To appreciate the audacity on display, note that when the regulatory authority received the submission from the drug company various distinct experts were required to review: clinicians, regulatory experts, statisticians, safety experts, and a pharmacologist (post-approval studies required an epidemiologist). We were involved in these discussions and can say not one of these experts believes they can stand in for a colleague if they are absent. Transposing disciplines is a characteristic of the academic only. It was fun to watch academic epidemiologists on X calling themselves biostatisticians until COVID hit, then they were epidemiologists again. (There is more clout in being a biostatistican, but the degree is more difficult to get through.)

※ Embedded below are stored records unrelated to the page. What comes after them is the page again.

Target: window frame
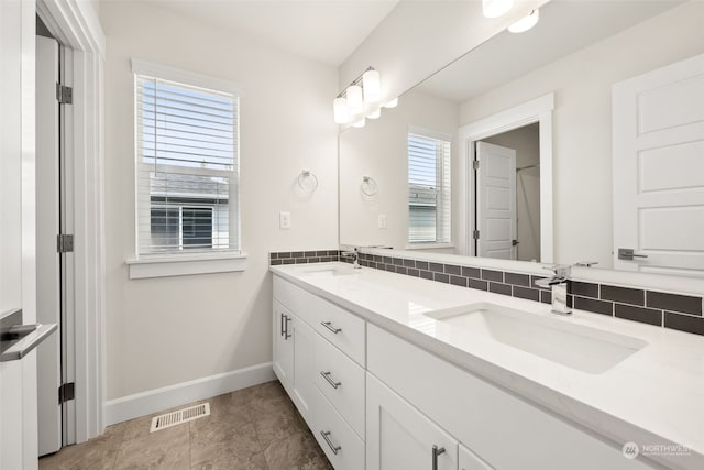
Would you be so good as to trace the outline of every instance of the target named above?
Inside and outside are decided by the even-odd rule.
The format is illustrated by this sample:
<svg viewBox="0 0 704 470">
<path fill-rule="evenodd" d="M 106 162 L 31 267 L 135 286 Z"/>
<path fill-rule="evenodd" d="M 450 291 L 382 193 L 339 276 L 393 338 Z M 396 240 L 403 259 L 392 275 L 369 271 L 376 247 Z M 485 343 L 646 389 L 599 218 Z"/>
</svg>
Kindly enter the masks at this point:
<svg viewBox="0 0 704 470">
<path fill-rule="evenodd" d="M 442 162 L 440 163 L 438 160 L 436 160 L 436 165 L 437 165 L 437 176 L 436 176 L 436 183 L 440 183 L 442 182 L 442 184 L 437 184 L 437 188 L 435 190 L 432 189 L 425 189 L 420 188 L 417 192 L 427 192 L 427 193 L 431 193 L 435 192 L 438 196 L 442 197 L 442 200 L 444 201 L 444 205 L 448 206 L 448 223 L 447 223 L 447 240 L 448 241 L 438 241 L 438 229 L 440 227 L 439 220 L 438 218 L 436 218 L 436 238 L 432 241 L 410 241 L 409 236 L 410 236 L 410 201 L 408 200 L 408 196 L 406 198 L 406 216 L 407 216 L 407 230 L 406 230 L 406 249 L 407 250 L 424 250 L 424 249 L 432 249 L 432 248 L 452 248 L 454 247 L 453 241 L 452 241 L 452 193 L 451 193 L 451 186 L 452 186 L 452 147 L 453 147 L 453 139 L 451 134 L 447 134 L 443 132 L 438 132 L 438 131 L 433 131 L 430 129 L 425 129 L 425 128 L 420 128 L 420 127 L 416 127 L 416 125 L 409 125 L 408 127 L 408 131 L 406 133 L 406 187 L 407 187 L 407 192 L 408 194 L 410 194 L 411 190 L 411 184 L 409 182 L 409 151 L 408 151 L 408 144 L 409 144 L 409 139 L 411 135 L 417 135 L 419 138 L 425 138 L 425 139 L 429 139 L 429 140 L 436 140 L 436 141 L 442 141 L 442 142 L 447 142 L 449 144 L 449 152 L 447 153 L 447 162 Z M 447 183 L 449 183 L 449 186 L 446 184 L 444 182 L 444 172 L 442 171 L 444 168 L 444 166 L 448 166 L 448 178 L 449 181 Z M 449 190 L 448 190 L 449 189 Z M 442 196 L 444 193 L 449 193 L 446 196 Z M 436 214 L 438 212 L 438 204 L 436 203 Z"/>
<path fill-rule="evenodd" d="M 218 272 L 232 272 L 244 271 L 246 269 L 246 253 L 243 250 L 242 230 L 241 230 L 241 207 L 240 207 L 240 107 L 242 103 L 242 94 L 237 84 L 230 80 L 223 80 L 220 78 L 209 77 L 200 74 L 196 74 L 188 70 L 183 70 L 174 67 L 168 67 L 160 64 L 141 61 L 139 58 L 132 58 L 132 75 L 133 84 L 136 87 L 136 76 L 145 75 L 156 77 L 158 79 L 174 81 L 176 84 L 183 84 L 185 86 L 200 87 L 222 92 L 229 92 L 237 97 L 237 125 L 233 130 L 233 136 L 235 139 L 235 162 L 233 165 L 232 176 L 229 182 L 229 205 L 230 205 L 230 218 L 229 218 L 229 237 L 230 242 L 237 240 L 237 248 L 234 249 L 206 249 L 206 250 L 182 250 L 178 252 L 164 252 L 164 253 L 140 253 L 140 238 L 139 238 L 139 220 L 140 217 L 151 218 L 152 201 L 151 196 L 147 194 L 140 194 L 139 192 L 139 178 L 140 171 L 143 167 L 148 166 L 139 161 L 139 129 L 136 120 L 136 88 L 133 89 L 133 97 L 135 98 L 135 108 L 133 110 L 134 119 L 134 256 L 127 260 L 129 266 L 130 278 L 144 278 L 144 277 L 162 277 L 173 275 L 188 275 L 188 274 L 205 274 L 205 273 L 218 273 Z M 183 167 L 175 166 L 183 173 Z M 212 176 L 213 171 L 204 171 L 201 168 L 189 168 L 193 174 L 206 174 Z M 222 172 L 221 172 L 222 173 Z M 179 211 L 180 212 L 180 211 Z M 234 220 L 232 219 L 232 216 Z"/>
</svg>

Only the industry scientist is expected to suffer the egregious stupidity of miscellaneous pundits. Imagine Bret Weinstein, when he is walking his cat, pausing at a construction site and shouting: "Gentlemen! You're doing it all wrong!" He'd be arse over tits in a dumpster in seconds. We have started to wonder: maybe something like this is needed to give people on the outskirts reason to pause before they serve us their guesswork. Otherwise Weinstein encourages the listener to interpret our silence in his favour (from Michael Shermer's podcast):
"[I]f i'm wrong ... there should be a flood of biologists ready to expalin what I got wrong, and when that flood of biologists doesn't show up you should ask yourself the question: Why is that?"

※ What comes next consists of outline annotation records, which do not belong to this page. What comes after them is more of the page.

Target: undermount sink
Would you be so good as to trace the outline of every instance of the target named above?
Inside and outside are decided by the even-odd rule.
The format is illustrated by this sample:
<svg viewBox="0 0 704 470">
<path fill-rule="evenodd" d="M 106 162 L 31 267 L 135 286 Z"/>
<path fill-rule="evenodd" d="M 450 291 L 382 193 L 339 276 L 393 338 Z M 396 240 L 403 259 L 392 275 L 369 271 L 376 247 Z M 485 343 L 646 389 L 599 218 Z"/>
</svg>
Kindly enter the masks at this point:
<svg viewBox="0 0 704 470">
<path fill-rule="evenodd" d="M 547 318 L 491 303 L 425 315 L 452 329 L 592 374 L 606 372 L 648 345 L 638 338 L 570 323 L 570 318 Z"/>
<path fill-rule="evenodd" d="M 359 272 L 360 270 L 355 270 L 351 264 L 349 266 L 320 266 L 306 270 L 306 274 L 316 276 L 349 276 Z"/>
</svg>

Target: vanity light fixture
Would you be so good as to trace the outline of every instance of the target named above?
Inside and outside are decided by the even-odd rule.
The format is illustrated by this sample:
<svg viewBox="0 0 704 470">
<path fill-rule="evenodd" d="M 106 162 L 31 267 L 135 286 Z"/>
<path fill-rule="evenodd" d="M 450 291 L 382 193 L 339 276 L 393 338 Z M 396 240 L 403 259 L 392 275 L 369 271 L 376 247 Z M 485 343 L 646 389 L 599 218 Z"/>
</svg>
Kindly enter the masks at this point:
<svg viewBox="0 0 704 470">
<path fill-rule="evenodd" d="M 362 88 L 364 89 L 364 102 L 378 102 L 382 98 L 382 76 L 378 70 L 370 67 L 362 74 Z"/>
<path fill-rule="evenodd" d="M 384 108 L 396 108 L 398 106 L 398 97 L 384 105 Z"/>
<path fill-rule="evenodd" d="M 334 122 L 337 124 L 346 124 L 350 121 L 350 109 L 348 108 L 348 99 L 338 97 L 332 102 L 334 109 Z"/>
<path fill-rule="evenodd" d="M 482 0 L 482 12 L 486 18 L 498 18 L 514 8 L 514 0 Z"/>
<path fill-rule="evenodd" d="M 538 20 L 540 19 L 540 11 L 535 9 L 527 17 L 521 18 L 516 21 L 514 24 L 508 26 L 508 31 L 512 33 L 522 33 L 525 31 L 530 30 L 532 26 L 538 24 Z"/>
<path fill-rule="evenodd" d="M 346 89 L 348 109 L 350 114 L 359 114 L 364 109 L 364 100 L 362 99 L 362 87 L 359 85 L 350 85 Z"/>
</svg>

As noted above, if pronouncements on a podcast do not elicit a reaction it is not censorship or suppression of ideas or a conspiracy or google's algorithm. It is because the experts are too consumed with work to listen to some useless agitator.
So that is what we will offer here: a lack of silence. If it sounds harsh please recognise how generous the experts have been with their silence to this point. A response to Marik’s specific claims will follow in some days’ time.
*Since this post was published Prasad changed his title to Professor of Epidemiology, Biostatistics and Medicine, i.e. to include ‘Medicine’.